The original brilliant (or deranged) scheme was three square tubes to which the mirror cell will attach at one end. This has never been the big problem; there's three bolts to hold the mirror cell to the square tubes that provide the necessary stiffness.
At the other end, I have to attach a eyepiece focuser, a diagonal holder to position the secondary mirror in place, and a finder scope. But without a tube, how do I attach those items?
The green squares are the 1" (or perhaps less) tubes that provide the rigidity. With a three vane spider, the spider "legs" attach directly to the tubes. These have to be very rigid; probably steel, not aluminum, since you want them as thin as possible to reduce diffraction. But how do you attach the eyepiece focuser? With a piece of aluminum, probably 1/8" thick or more that forms half a hexagon, bolted to the square tubes at the 120 and 240 degree angles (where 0 degrees is the tube at the bottom). The finderscope can bolt directly to one of the square tubes.

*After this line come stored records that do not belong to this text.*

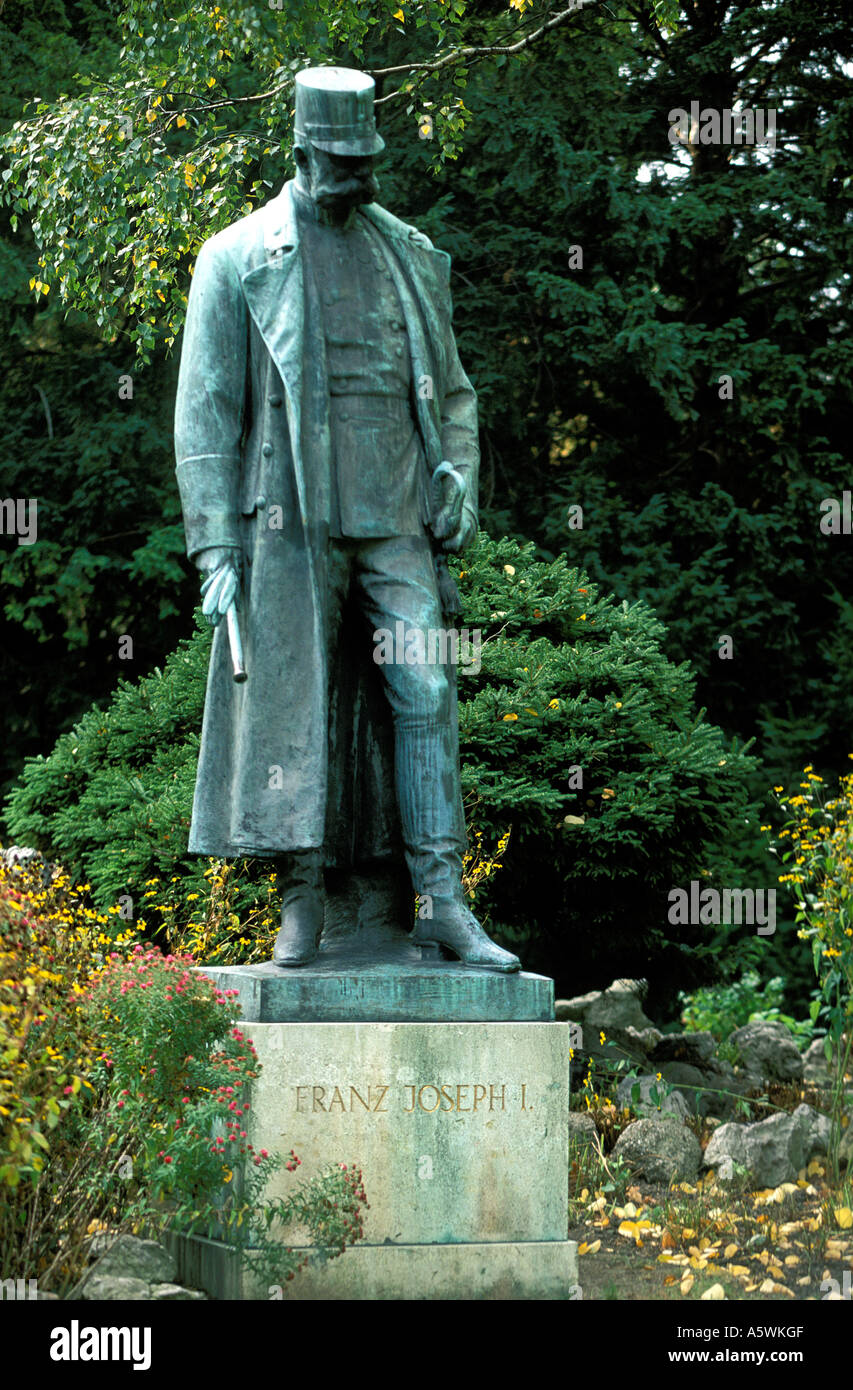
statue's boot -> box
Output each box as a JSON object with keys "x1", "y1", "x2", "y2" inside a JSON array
[
  {"x1": 411, "y1": 891, "x2": 521, "y2": 974},
  {"x1": 396, "y1": 723, "x2": 521, "y2": 973},
  {"x1": 272, "y1": 849, "x2": 325, "y2": 967}
]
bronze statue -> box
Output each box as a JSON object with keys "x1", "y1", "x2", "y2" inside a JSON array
[{"x1": 175, "y1": 68, "x2": 520, "y2": 972}]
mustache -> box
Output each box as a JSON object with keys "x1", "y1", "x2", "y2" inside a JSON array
[{"x1": 313, "y1": 170, "x2": 379, "y2": 207}]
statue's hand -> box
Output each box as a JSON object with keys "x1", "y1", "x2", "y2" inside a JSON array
[
  {"x1": 196, "y1": 545, "x2": 240, "y2": 627},
  {"x1": 443, "y1": 510, "x2": 477, "y2": 555},
  {"x1": 432, "y1": 463, "x2": 477, "y2": 552}
]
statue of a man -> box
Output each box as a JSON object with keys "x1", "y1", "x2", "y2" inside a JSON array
[{"x1": 175, "y1": 68, "x2": 520, "y2": 972}]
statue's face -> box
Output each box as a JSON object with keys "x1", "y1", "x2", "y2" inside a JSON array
[{"x1": 295, "y1": 145, "x2": 379, "y2": 214}]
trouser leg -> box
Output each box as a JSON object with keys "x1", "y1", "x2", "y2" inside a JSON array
[
  {"x1": 357, "y1": 537, "x2": 520, "y2": 970},
  {"x1": 272, "y1": 545, "x2": 351, "y2": 966}
]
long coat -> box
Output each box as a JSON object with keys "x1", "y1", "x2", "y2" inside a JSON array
[{"x1": 175, "y1": 183, "x2": 479, "y2": 865}]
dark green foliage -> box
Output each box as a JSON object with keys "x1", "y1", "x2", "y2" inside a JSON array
[{"x1": 7, "y1": 535, "x2": 754, "y2": 988}]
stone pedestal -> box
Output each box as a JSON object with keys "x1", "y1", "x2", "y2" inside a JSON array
[
  {"x1": 206, "y1": 1023, "x2": 577, "y2": 1300},
  {"x1": 188, "y1": 880, "x2": 579, "y2": 1300}
]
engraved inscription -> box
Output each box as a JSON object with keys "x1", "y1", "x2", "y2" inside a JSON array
[{"x1": 293, "y1": 1081, "x2": 533, "y2": 1115}]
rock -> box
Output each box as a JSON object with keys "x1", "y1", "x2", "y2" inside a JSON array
[
  {"x1": 650, "y1": 1033, "x2": 717, "y2": 1069},
  {"x1": 613, "y1": 1116, "x2": 702, "y2": 1183},
  {"x1": 554, "y1": 980, "x2": 656, "y2": 1062},
  {"x1": 615, "y1": 1072, "x2": 690, "y2": 1120},
  {"x1": 568, "y1": 1111, "x2": 599, "y2": 1147},
  {"x1": 793, "y1": 1105, "x2": 832, "y2": 1161},
  {"x1": 556, "y1": 980, "x2": 653, "y2": 1033},
  {"x1": 704, "y1": 1105, "x2": 829, "y2": 1187},
  {"x1": 85, "y1": 1236, "x2": 178, "y2": 1297},
  {"x1": 149, "y1": 1284, "x2": 207, "y2": 1302},
  {"x1": 71, "y1": 1269, "x2": 151, "y2": 1302},
  {"x1": 625, "y1": 1024, "x2": 663, "y2": 1056},
  {"x1": 731, "y1": 1022, "x2": 803, "y2": 1084},
  {"x1": 660, "y1": 1058, "x2": 746, "y2": 1118}
]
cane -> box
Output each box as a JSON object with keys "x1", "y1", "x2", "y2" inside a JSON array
[{"x1": 225, "y1": 599, "x2": 249, "y2": 685}]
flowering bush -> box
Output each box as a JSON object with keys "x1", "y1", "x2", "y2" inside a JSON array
[
  {"x1": 774, "y1": 753, "x2": 853, "y2": 1161},
  {"x1": 0, "y1": 872, "x2": 364, "y2": 1291}
]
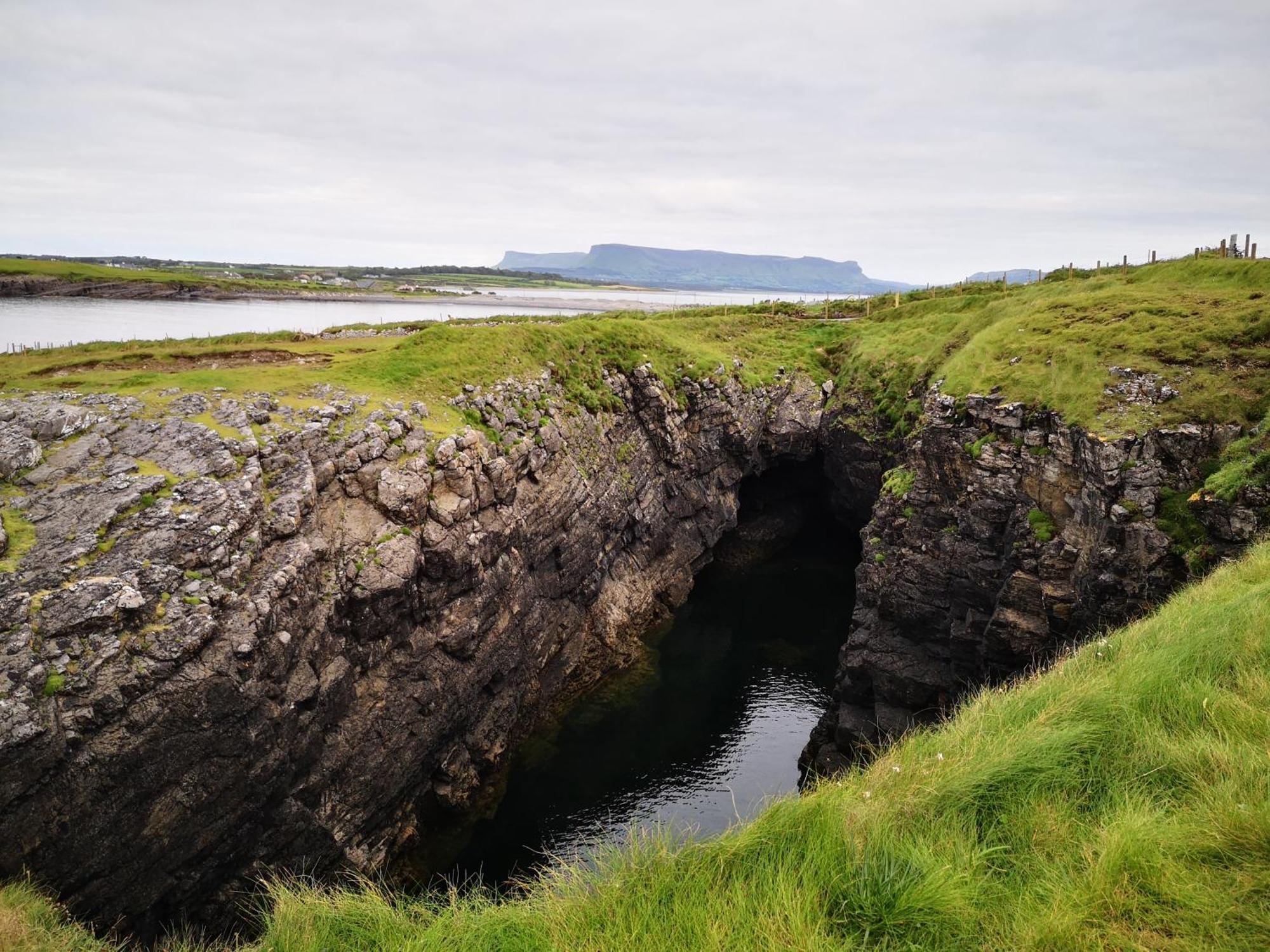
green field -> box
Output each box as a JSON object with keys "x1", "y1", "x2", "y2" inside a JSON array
[
  {"x1": 0, "y1": 543, "x2": 1270, "y2": 952},
  {"x1": 0, "y1": 258, "x2": 381, "y2": 294}
]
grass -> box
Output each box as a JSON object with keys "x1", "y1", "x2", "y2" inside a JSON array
[
  {"x1": 0, "y1": 258, "x2": 399, "y2": 294},
  {"x1": 881, "y1": 466, "x2": 917, "y2": 499},
  {"x1": 0, "y1": 258, "x2": 1270, "y2": 435},
  {"x1": 0, "y1": 542, "x2": 1270, "y2": 952},
  {"x1": 838, "y1": 256, "x2": 1270, "y2": 433}
]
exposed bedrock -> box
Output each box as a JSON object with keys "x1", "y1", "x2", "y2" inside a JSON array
[
  {"x1": 0, "y1": 369, "x2": 824, "y2": 934},
  {"x1": 801, "y1": 388, "x2": 1270, "y2": 773},
  {"x1": 0, "y1": 368, "x2": 1270, "y2": 934}
]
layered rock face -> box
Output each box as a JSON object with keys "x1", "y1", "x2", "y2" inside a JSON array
[
  {"x1": 0, "y1": 368, "x2": 824, "y2": 934},
  {"x1": 0, "y1": 368, "x2": 1255, "y2": 934},
  {"x1": 803, "y1": 388, "x2": 1270, "y2": 773}
]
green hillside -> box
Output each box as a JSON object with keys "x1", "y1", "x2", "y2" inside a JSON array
[
  {"x1": 10, "y1": 543, "x2": 1270, "y2": 952},
  {"x1": 0, "y1": 258, "x2": 1270, "y2": 952}
]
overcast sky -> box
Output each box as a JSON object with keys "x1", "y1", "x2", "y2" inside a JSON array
[{"x1": 0, "y1": 0, "x2": 1270, "y2": 282}]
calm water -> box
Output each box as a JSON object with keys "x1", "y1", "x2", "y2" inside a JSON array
[
  {"x1": 411, "y1": 475, "x2": 859, "y2": 885},
  {"x1": 0, "y1": 288, "x2": 819, "y2": 350}
]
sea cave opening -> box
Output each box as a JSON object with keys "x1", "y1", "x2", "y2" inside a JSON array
[{"x1": 401, "y1": 456, "x2": 861, "y2": 887}]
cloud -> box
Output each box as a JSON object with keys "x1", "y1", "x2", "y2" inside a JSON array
[{"x1": 0, "y1": 0, "x2": 1270, "y2": 282}]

This approach knocks eight to twelve pounds off the total weight, and even better, knocks that weight off the ends of the scope--where they produce the maximum load on the square tubes. Even if I have to increase the thickness of the tubes somewhat, and even if the increase in the weight of the square tubes were to cancel out the weight savings from the round tubes, this means no money having the round tubes made, and no struggles finding a vendor to make them.
The downside is that the diagonal spider legs have to be stronger than before, since they are providing some structural reinforcement at the far end. Alternatively, since I am already putting a shelf in place for the eyepiece focuser to mount, I could just complete this all the way around at both ends. I also have to come up with some way to cover the optics when not in use. I also have to completely wrap the telescope in black cloth when in use, but I was already expecting to have to do that.